For decades, driven by research that shows the devastating effects of summer learning loss, private philanthropy has funded relatively small-scale programs run by nonprofits and other entities designed to expand summer learning opportunities for low-income youth. In most major U.S. cities, it’s not difficult to find a small number of comprehensive, high-quality summer programs that use philanthropic support to provide disadvantaged youth with a mixture of academic enrichment and recreation during the summer months. Such programs often partner with public schools, but generally exist outside the formal structures and funding streams of large urban districts and other public agencies, which constrains efforts to bring comprehensive programs to scale.
Those programs that do receive public funding from sources like the 21st Century Community Learning Centers program face major challenges in expanding their services and sustaining investments beyond short-term grant cycles. While public funding often includes summer as an “allowable use,” the bulk of funding is directed toward school day or afterschool programs. As a result, few innovative summer programs that rely primarily on either private or public grant funding have been able to scale their operations dramatically enough to serve large numbers of young people in a consistent way.
Here are just a few of the ways funders can help to change this dynamic and level the playing field for low-income youth:
- Invest in data collection to help determine current levels of access and participation in summer programming at state and local levels. Strategic grantmaking in this area will provide critical information to policymakers and advocates about gaps in service and current levels of supply and demand.
- Fund new, summer-specific curricula for out-of-school providers that recognize the unique features and assets of summer programs as distinct from after-school programs, as well as school-based curricula that make remedial summer school programs more engaging and enriching.
- Support the development of professional learning communities at the state or local level to ensure that providers receive comprehensive expert help about summer program design and practice to ramp up program quality.
- Support unconventional partnerships and provide incentives for program providers that are willing to combine half-day programs, reduce transportation costs, and make better use of existing facilities and community resources.
- Fund intermediary organizations to establish state policy workgroups to study the issue and build political will. This is a particularly effective strategy for moving the agenda forward without explicitly asking for more state funding during the economic crisis.
You’ll find more on this subject in our paper, It’s Time for Summer: An Analysis of Recent Policy and Funding Opportunities, commissioned by The Wallace Foundation. In it, we provide strategic recommendations to maximize investments within existing policy and fiscal frameworks. Our new blog, Summer Changes Everything, also contains a wealth of information (and acts as a venue for interesting dialogue) around summer learning.

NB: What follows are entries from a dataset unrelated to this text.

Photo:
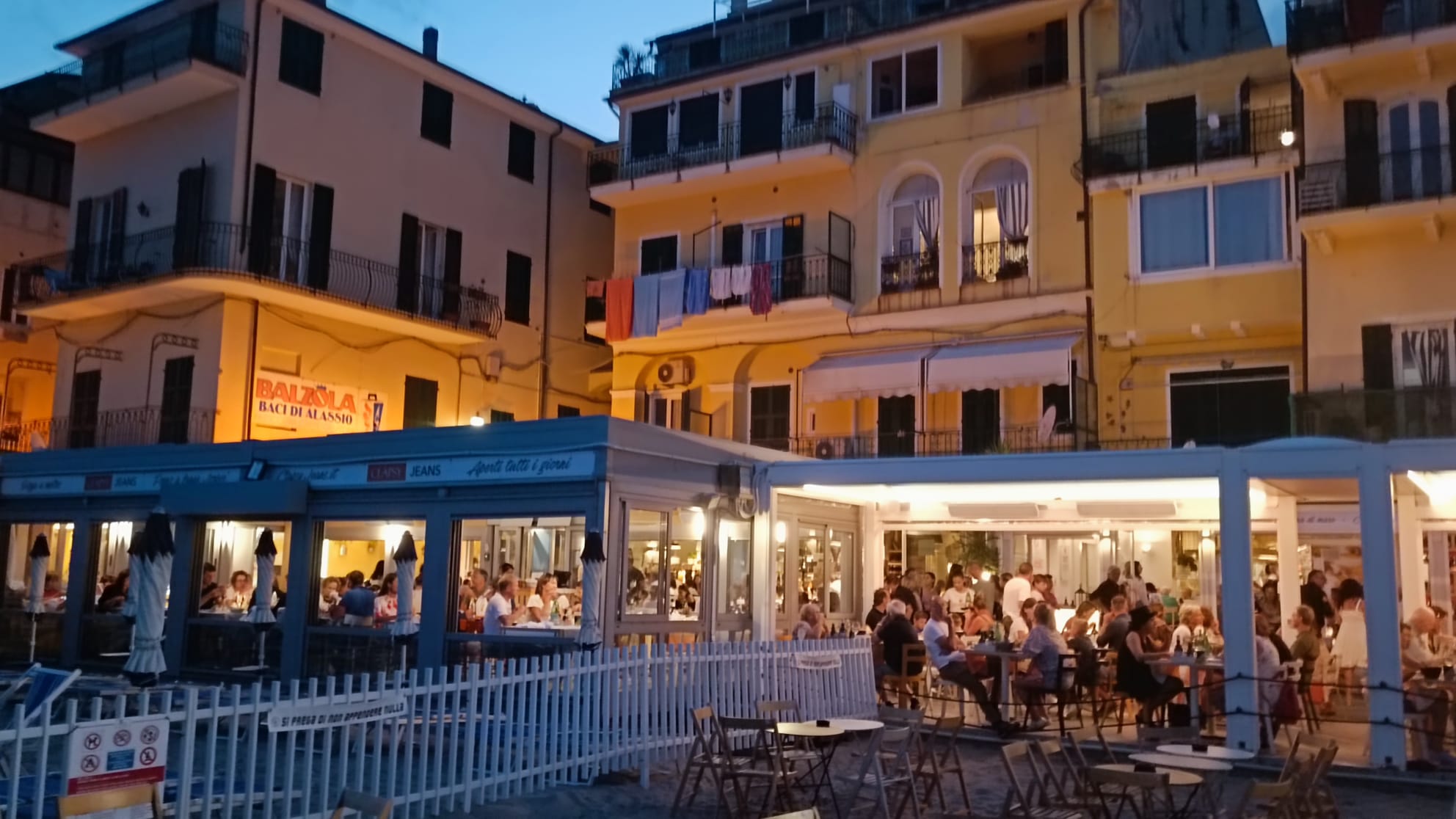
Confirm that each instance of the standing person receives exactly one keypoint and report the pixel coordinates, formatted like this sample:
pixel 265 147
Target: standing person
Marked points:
pixel 1312 594
pixel 948 658
pixel 1018 591
pixel 1108 588
pixel 877 610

There’s a significant opportunity right now for private funders to play a critical role in accelerating the pace of change required to break down many of the barriers that exist during the summer, particularly for low-income youth who have no choice but to rely on already very limited and dwindling public options. Whether it’s making the case for summer learning, starting a program, providing incentive to innovate, or fostering collaboration, funder investment in summer is proven to reap rewards.
Ron Fairchild is the founding CEO of the National Summer Learning Association. He also directs the activity of Summer Learning Advocates, an affiliated organization focused on increasing public funding for quality summer learning programs in low-income communities. The Association’s work builds on over 15 years of experience and success as the National Center for Summer Learning at Johns Hopkins University, where Mr. Fairchild was Executive Director from 2002 through 2009. Under his leadership, the organization grew from a local program to a national intermediary organization that works with a 50-state network of more than 5,000 summer learning program providers that collectively serve more than 2 million young people annually. Mr. Fairchild is widely recognized as a national authority on how to expand learning opportunities for young people. He has authored numerous publications and speaks regularly on topics related to public policy, research, and models of effective summer learning programs. His frequent appearances in the media include segments on NPR, CNN, C-SPAN, NBC Nightly News, and the CBS Early Show. Mr. Fairchild’s background in education and youth development includes serving as Director of Education Programs with the national office of Boys & Girls Clubs of America, and as an Education Associate with the Public Education Network in Washington, DC. He is a former classroom teacher with experience teaching both middle- and high school students. Mr. Fairchild earned a Bachelor’s degree in Political Science and History—as well as a Master of Education degree—from Vanderbilt University.